Bhatia N N, Bergman A
Obstet Gynecol. 1985 Aug;66(2):255-61.
Sixty-four women underwent either the modified Burch retropubic urethropexy or the modified Pereyra procedure for surgical correction of stress urinary incontinence. All were evaluated clinically and urodynamically before and one year after surgery. The Burch procedure proved to be superior to the Pereyra procedure in terms of improving pressure transmission to the proximal two-thirds of the urethra (P less than .001), correcting the anatomic defect (P less than .001), avoiding postoperative voiding difficulties (20 versus 30%), and presenting an objective cure rate of 98 versus 85%. The age, parity, and degree of mobility of the urethra and urethrovesical junction did not influence the ability of the Burch and Pereyra procedures to produce efficient postoperative pressure transmission capacity ratio. Both types of surgical procedures were closely comparable in terms of curing stress urinary incontinence, operative time and blood loss, and total hospital stay.

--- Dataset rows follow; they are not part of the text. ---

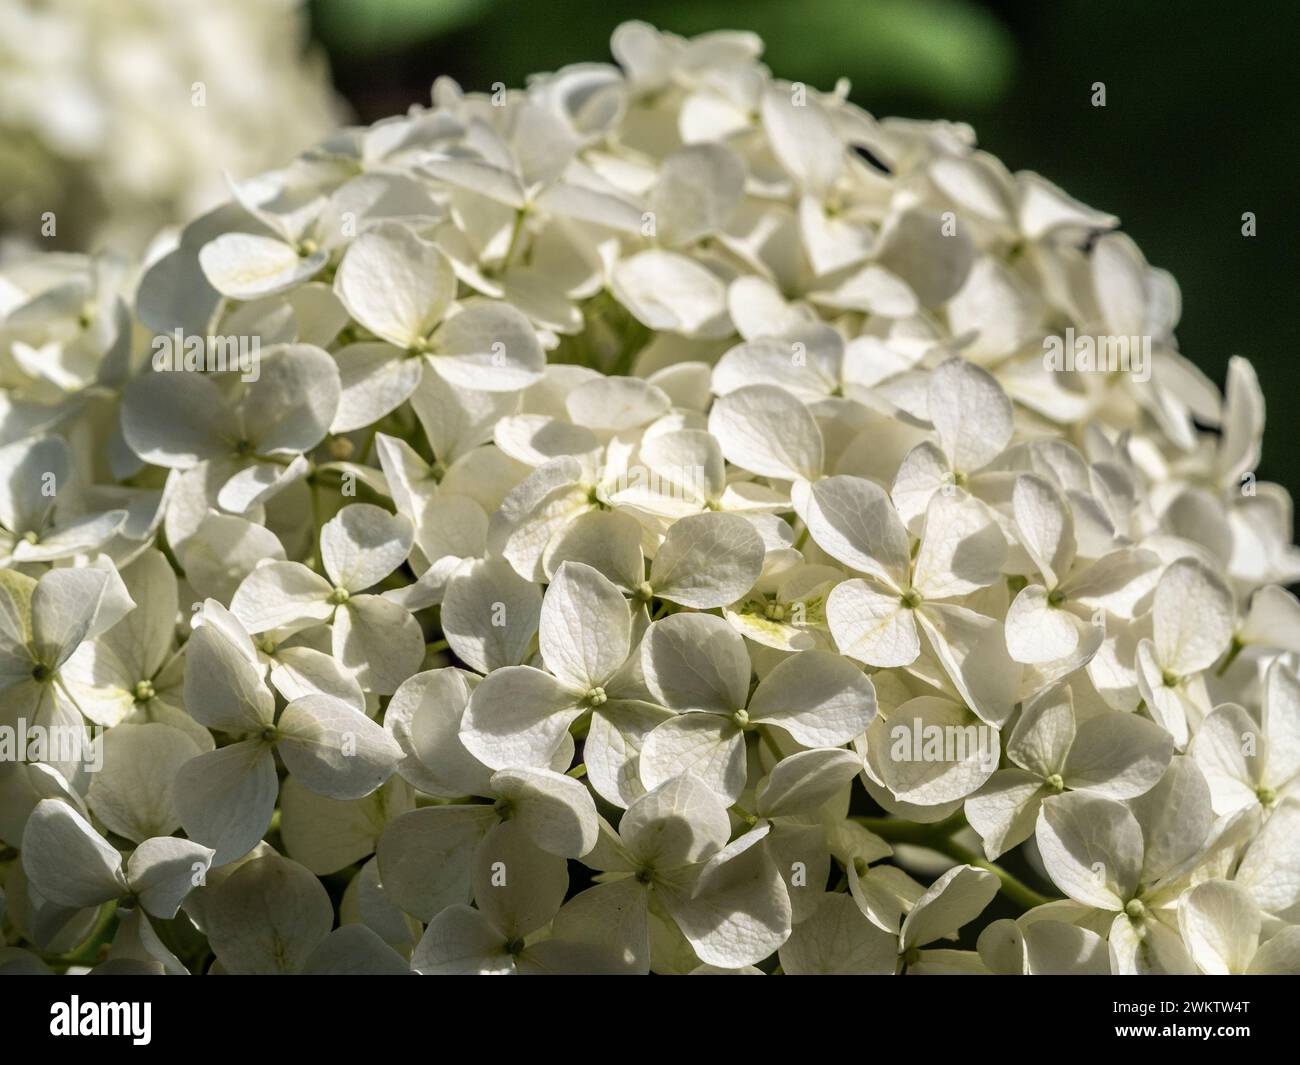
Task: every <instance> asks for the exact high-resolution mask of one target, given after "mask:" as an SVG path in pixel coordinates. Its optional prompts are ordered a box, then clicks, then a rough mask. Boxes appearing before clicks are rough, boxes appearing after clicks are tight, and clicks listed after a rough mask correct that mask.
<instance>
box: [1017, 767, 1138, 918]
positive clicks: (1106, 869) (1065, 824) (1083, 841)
mask: <svg viewBox="0 0 1300 1065" xmlns="http://www.w3.org/2000/svg"><path fill="white" fill-rule="evenodd" d="M1035 837H1036V840H1037V844H1039V852H1040V853H1041V854H1043V865H1044V866H1045V867H1047V871H1048V875H1049V876H1050V878H1052V882H1053V883H1054V884H1056V886H1057V887H1058V888H1061V891H1063V892H1065V893H1066V895H1069V896H1070V897H1071V899H1075V900H1076V901H1079V902H1084V904H1086V905H1089V906H1097V908H1099V909H1104V910H1121V909H1123V906H1125V904H1126V902H1127V901H1128V900H1130V899H1131V897H1132V896H1134V892H1135V891H1136V888H1138V879H1139V875H1140V874H1141V863H1143V832H1141V827H1140V826H1139V824H1138V819H1136V818H1135V817H1134V815H1132V813H1131V811H1130V810H1128V808H1127V806H1125V805H1123V804H1121V802H1115V801H1114V800H1112V798H1101V797H1099V796H1092V795H1088V793H1087V792H1071V793H1069V795H1062V796H1057V797H1054V798H1049V800H1047V801H1045V802H1044V804H1043V806H1041V809H1040V810H1039V826H1037V830H1036V836H1035Z"/></svg>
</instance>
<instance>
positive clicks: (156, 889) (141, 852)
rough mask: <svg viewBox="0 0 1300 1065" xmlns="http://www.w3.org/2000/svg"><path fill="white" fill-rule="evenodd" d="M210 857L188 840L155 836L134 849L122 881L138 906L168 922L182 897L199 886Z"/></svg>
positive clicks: (212, 850) (186, 894)
mask: <svg viewBox="0 0 1300 1065" xmlns="http://www.w3.org/2000/svg"><path fill="white" fill-rule="evenodd" d="M214 853H216V852H213V850H212V849H211V848H208V847H203V845H200V844H198V843H192V841H191V840H178V839H174V837H172V836H156V837H153V839H148V840H144V843H142V844H140V845H139V847H136V848H135V852H134V853H133V854H131V857H130V860H129V861H127V863H126V879H127V880H129V882H130V884H131V891H133V892H134V893H135V896H136V897H138V899H139V900H140V905H142V906H143V908H144V909H146V910H147V912H148V913H151V914H152V915H153V917H161V918H162V919H164V921H168V919H170V918H173V917H175V912H177V910H178V909H179V908H181V902H182V901H185V897H186V896H187V895H188V893H190V892H191V891H194V888H196V887H201V886H203V883H204V880H205V878H207V873H208V866H209V865H211V863H212V856H213V854H214Z"/></svg>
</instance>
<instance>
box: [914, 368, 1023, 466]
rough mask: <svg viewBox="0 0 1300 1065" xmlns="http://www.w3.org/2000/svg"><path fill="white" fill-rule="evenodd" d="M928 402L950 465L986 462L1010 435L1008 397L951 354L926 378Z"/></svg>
mask: <svg viewBox="0 0 1300 1065" xmlns="http://www.w3.org/2000/svg"><path fill="white" fill-rule="evenodd" d="M928 404H930V420H931V421H932V423H933V425H935V430H936V432H937V433H939V438H940V440H941V441H943V443H944V450H945V451H946V453H948V456H949V459H950V460H952V463H953V468H954V469H958V471H961V472H963V473H972V472H975V471H976V469H980V468H982V467H984V466H988V463H991V462H992V460H993V459H996V458H997V456H998V454H1001V451H1002V449H1004V447H1006V445H1008V443H1009V442H1010V440H1011V401H1010V399H1008V398H1006V394H1005V393H1004V391H1002V389H1001V386H1000V385H998V384H997V381H996V380H995V378H993V376H992V375H991V373H989V372H988V371H985V369H982V368H980V367H976V365H974V364H972V363H966V362H962V360H961V359H949V360H948V362H946V363H944V364H943V365H941V367H939V368H937V369H936V371H935V372H933V373H932V375H931V378H930V399H928Z"/></svg>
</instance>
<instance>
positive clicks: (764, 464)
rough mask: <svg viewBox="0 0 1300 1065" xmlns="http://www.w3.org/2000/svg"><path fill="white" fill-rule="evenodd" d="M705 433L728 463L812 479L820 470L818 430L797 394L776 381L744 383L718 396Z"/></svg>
mask: <svg viewBox="0 0 1300 1065" xmlns="http://www.w3.org/2000/svg"><path fill="white" fill-rule="evenodd" d="M708 432H710V433H712V434H714V436H715V437H716V438H718V442H719V443H720V445H722V449H723V454H724V455H725V456H727V459H728V462H732V463H735V464H736V466H738V467H741V468H742V469H748V471H749V472H750V473H758V475H761V476H763V477H779V479H781V480H788V481H790V480H797V479H800V477H802V479H805V480H814V479H816V476H818V475H819V473H820V472H822V430H820V429H818V425H816V421H815V420H814V419H813V415H811V414H810V412H809V408H807V407H805V406H803V404H802V403H801V402H800V401H798V399H796V398H794V397H793V395H790V394H789V393H788V391H785V390H784V389H779V388H776V386H775V385H749V386H746V388H742V389H737V390H736V391H733V393H728V394H727V395H722V397H719V398H718V399H716V401H715V402H714V406H712V410H711V411H710V412H708Z"/></svg>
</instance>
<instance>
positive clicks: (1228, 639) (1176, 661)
mask: <svg viewBox="0 0 1300 1065" xmlns="http://www.w3.org/2000/svg"><path fill="white" fill-rule="evenodd" d="M1153 611H1154V628H1156V635H1154V640H1156V651H1157V654H1158V655H1160V662H1161V664H1162V666H1164V667H1165V668H1166V670H1171V671H1173V672H1174V674H1177V675H1179V676H1183V675H1184V674H1191V672H1199V671H1200V670H1205V668H1209V667H1210V666H1212V664H1214V662H1216V659H1217V658H1218V657H1219V655H1221V654H1222V653H1223V650H1225V649H1226V648H1227V645H1229V641H1230V640H1231V637H1232V615H1234V610H1232V593H1231V592H1230V590H1229V588H1227V585H1226V584H1223V581H1222V579H1221V577H1218V576H1217V575H1216V573H1214V572H1213V571H1210V570H1209V568H1208V567H1206V566H1205V564H1204V563H1201V562H1197V560H1196V559H1191V558H1184V559H1179V560H1178V562H1175V563H1173V564H1171V566H1170V567H1169V568H1167V570H1166V571H1165V573H1164V576H1161V579H1160V584H1158V585H1156V602H1154V607H1153Z"/></svg>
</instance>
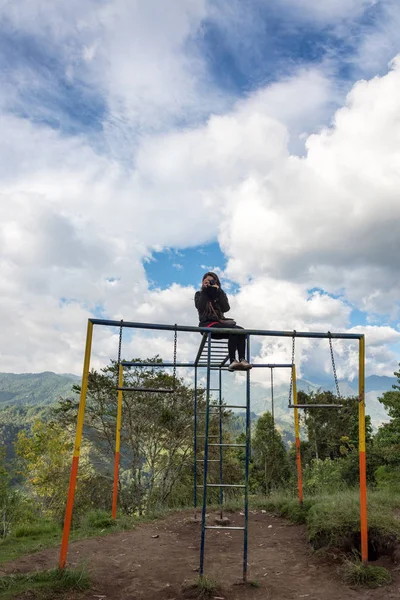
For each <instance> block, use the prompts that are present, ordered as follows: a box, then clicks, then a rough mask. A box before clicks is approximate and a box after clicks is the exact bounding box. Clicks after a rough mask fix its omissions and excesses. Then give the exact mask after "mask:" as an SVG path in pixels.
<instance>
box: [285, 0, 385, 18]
mask: <svg viewBox="0 0 400 600" xmlns="http://www.w3.org/2000/svg"><path fill="white" fill-rule="evenodd" d="M377 2H378V0H324V2H313V0H281V5H282V6H286V7H288V8H290V9H291V10H292V11H293V12H294V14H295V16H296V18H297V19H306V20H308V19H312V20H316V21H319V22H323V23H337V22H340V21H345V20H347V21H349V20H351V19H354V18H356V17H358V16H360V15H361V14H362V13H363V12H364V11H365V9H366V8H368V7H370V6H373V5H374V4H377Z"/></svg>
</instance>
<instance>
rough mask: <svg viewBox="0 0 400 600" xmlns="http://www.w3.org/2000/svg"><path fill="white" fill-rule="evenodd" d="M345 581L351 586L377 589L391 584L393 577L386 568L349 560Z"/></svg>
mask: <svg viewBox="0 0 400 600" xmlns="http://www.w3.org/2000/svg"><path fill="white" fill-rule="evenodd" d="M344 580H345V582H346V583H348V584H350V585H360V586H361V585H362V586H365V587H370V588H376V587H380V586H382V585H387V584H388V583H391V581H392V577H391V575H390V573H389V571H388V570H387V569H385V568H384V567H378V566H377V565H363V563H362V562H361V561H360V560H356V561H350V560H347V561H346V562H345V564H344Z"/></svg>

六十四名女性接受了改良的耻骨后尿道悬吊术或改良的佩雷拉手术,以手术矫正压力性尿失禁。所有患者在手术前及术后一年均接受了临床和尿动力学评估。在改善尿道近端三分之二的压力传导方面(P小于0.001)、纠正解剖缺陷方面(P小于0.001)、避免术后排尿困难方面(20%对30%)以及客观治愈率方面(98%对85%),耻骨后尿道悬吊术被证明优于佩雷拉手术。年龄、产次以及尿道和尿道膀胱连接部的活动程度并不影响耻骨后尿道悬吊术和佩雷拉手术产生有效术后压力传导能力比值的能力。两种手术在治疗压力性尿失禁、手术时间和失血量以及总住院时间方面具有高度可比性。